Up to now, most of the biofuel and chemical have been produced from sugar and starch, namely called the first-generation biomass. However, the increases in biofuel production from first-generation biomass have encountered the problems such as conflicts with food supplies and land protection [5, 6].
For this reason, lignocellulosic biomass, the second-generation biomass, has become more promising feedstock for the production of fuel and chemical. Although lignocellulosic biomass has numerous advantages such as relatively low cost, great abundance, and sustainable supply over the first-generation biomass, the initial conversion of biomass to sugars is high cost and energy consuming because of their recalcitrance to enzymatic hydrolysis.

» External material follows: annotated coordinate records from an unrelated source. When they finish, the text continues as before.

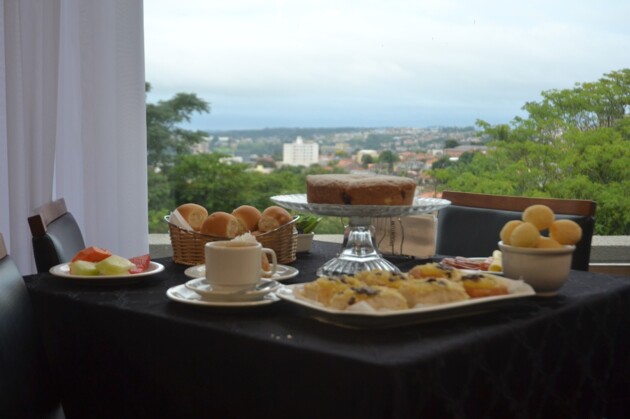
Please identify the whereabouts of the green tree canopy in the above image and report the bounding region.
[145,83,210,167]
[433,69,630,235]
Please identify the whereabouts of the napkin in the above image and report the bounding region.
[168,210,193,231]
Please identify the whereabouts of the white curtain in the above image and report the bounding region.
[0,0,148,274]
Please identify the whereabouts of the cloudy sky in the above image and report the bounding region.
[144,0,630,130]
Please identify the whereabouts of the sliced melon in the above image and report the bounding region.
[96,255,136,275]
[70,260,99,275]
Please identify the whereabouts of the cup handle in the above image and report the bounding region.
[262,247,278,277]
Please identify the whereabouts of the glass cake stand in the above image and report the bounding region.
[271,194,451,276]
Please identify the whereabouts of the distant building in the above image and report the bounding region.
[356,150,378,164]
[282,137,319,166]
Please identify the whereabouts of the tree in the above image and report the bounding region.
[433,70,630,235]
[361,154,374,169]
[145,83,210,168]
[378,150,400,173]
[444,139,459,148]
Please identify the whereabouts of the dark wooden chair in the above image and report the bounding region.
[0,234,65,419]
[436,191,596,271]
[28,198,85,272]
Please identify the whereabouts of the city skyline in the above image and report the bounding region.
[145,0,630,131]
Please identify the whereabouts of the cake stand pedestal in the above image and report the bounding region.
[271,194,450,276]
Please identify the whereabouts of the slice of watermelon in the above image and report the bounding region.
[129,254,151,274]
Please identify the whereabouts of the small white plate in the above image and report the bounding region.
[166,284,280,308]
[184,278,280,301]
[49,262,164,283]
[184,265,300,281]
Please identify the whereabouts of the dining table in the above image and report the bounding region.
[25,240,630,419]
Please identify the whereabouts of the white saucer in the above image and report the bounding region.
[184,264,300,281]
[166,284,280,308]
[184,278,280,301]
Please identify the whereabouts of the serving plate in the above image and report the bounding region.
[185,278,280,301]
[49,262,164,284]
[166,284,280,308]
[184,264,300,281]
[275,278,536,329]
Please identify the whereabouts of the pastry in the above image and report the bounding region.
[409,262,462,281]
[306,174,416,205]
[462,273,509,298]
[200,211,243,239]
[232,205,261,231]
[258,205,293,233]
[329,285,408,310]
[177,203,208,231]
[398,278,470,307]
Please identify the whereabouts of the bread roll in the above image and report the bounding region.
[201,211,243,239]
[258,205,293,233]
[232,205,261,231]
[177,203,208,231]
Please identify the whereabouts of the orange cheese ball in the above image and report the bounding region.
[536,237,562,249]
[510,223,540,247]
[499,220,523,244]
[549,220,582,244]
[523,204,555,230]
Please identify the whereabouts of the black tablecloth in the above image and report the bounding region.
[26,242,630,419]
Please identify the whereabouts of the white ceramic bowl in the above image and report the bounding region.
[499,241,575,296]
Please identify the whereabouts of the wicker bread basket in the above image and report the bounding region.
[164,215,298,266]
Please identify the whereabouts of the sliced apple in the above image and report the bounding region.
[70,260,99,275]
[96,255,136,275]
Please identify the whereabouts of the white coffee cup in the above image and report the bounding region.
[205,241,278,292]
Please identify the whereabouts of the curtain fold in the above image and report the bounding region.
[0,0,148,274]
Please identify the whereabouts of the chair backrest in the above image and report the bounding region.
[28,198,85,272]
[0,234,64,418]
[436,191,596,271]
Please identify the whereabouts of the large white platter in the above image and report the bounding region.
[275,278,536,329]
[49,262,164,284]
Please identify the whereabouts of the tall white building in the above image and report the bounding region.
[282,137,319,166]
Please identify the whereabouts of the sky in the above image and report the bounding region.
[144,0,630,131]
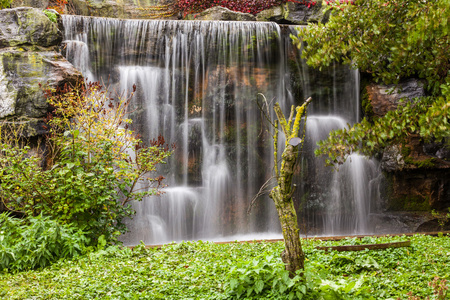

Therefore, new solutions for the degradation of lignocellulosic biomass are still required to improve the production efficiencies and reduce the cost [7].
As the next generation of biomass, seaweed is being called as third-generation biomass, as this not only can solve the abovementioned problems but also is interesting because of many advantages as feedstock for biofuel and chemical production [8, 9]. Brown seaweeds have critical advantages over the second-generation biomass by having no lignin in their chemical compositions. Furthermore, they require no land, irrigation water, or fertilizers for cultivation. They can be easily cultivated in the sea with the low or almost no external energy and water inputs, and their productivity is higher than that of tropical rainforests, which exhibit the highest productivity among terrestrial plants [10]. Like other cellulosic biomasses, glucans constituting of a component of brown algae, can be enzymatically hydrolyzed into fermentable sugars to be converted into biofuels and chemicals. Establishment of a pretreatment method to make glucan in the brown algae more accessible to enzymes is a key aspect of effective fermentable sugar production. Earlier pretreatment studies have reported that the high sugar contents of several brown seaweeds can be successfully recovered [11]. The alginate, however, takes up a large portion of carbohydrates in brown algae and is a nonfermentable sugar polymer. Brown macroalgae such as Saccharina japonica contain large amounts of carbohydrate composed of alginate, laminaran, fucoidan, and cellulose. Alginate is the most abundant component of brown macroalgae, comprising up to 40% of dry matter. Alginate, polysaccharide, has a linear chain structure made up of α-l-guluronate (G) and β-d-mannuronate(M) as monomeric units arranged in heteropolymeric random poly M and G [12].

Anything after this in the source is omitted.